Alex Halavais, an associate professor of social and behavioral sciences at Arizona State University, predicted, “I suspect we will start to see some really extraordinary changes in the way people learn over the next decade that will continue beyond that. Especially in higher education, the current institutional structures are at a breaking point. The Internet is both a large part of the problem and a part of the solution…”

All public education will be by master teachers who connect through the Internet to all students across the country — local teachers will become tutors only.” — Anonymous (U.S. based)  

The following comments though included in thesis #8, appear quite concerned, not hopeful at all.

Celia Pearce, an associate professor of digital media at the Georgia Institute of Technology, wrote, “… The US education system will continue to decline; as a result, we will continue to see a poor match in labor demands and labor pool, along with a continued growth of economic disparity in this country, as well as outsourcing to tech-related jobs abroad.”

Joan Neslund, an information resources professional, agreed, writing, “Education will totally change with global classrooms. The United States will no longer rule the world; we will have a difficult time keeping our heads above water. Corporate greed has killed us. Students won’t think about the technology behind what they do; they will focus on the methods and collaboration that will happen.

On the other hand some educators don’t believe much will change at all, in fact things will pretty much stay the same.

Justin Reich, a fellow at Harvard University’s Berkman Center for Internet & Society, predicted, “The transformation of the educational sector will prove far, far overblown. Especially in the K-12 system, schools in 2025 will look an awful lot like schools in 2013.”

Anonymously, a professor at the University of California…”The educated, capable, innovative populations from which local and national leaders have traditionally been drawn will be less involved with geographically oriented communities and institutions — to the detriment of those communities and institutions…”

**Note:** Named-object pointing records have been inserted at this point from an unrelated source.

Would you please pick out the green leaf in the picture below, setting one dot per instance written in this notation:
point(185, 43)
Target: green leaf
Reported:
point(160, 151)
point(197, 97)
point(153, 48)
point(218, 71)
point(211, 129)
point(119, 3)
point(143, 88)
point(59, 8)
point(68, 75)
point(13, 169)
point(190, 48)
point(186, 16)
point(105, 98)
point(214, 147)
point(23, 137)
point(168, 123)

What Does This Mean for Educators
Granted Digital Life in 2025 is a set of predictions, guesses really, but educated guesses given the expertise of the respondents. The Pew Internet Research Series holds great value for educators—it demonstrates that change is coming, is inevitable. Though it doesn’t provide a blueprint by any means, it does provide glimpses into what education might look like, could become in a few short years, for better or worse. Will your institution be ready?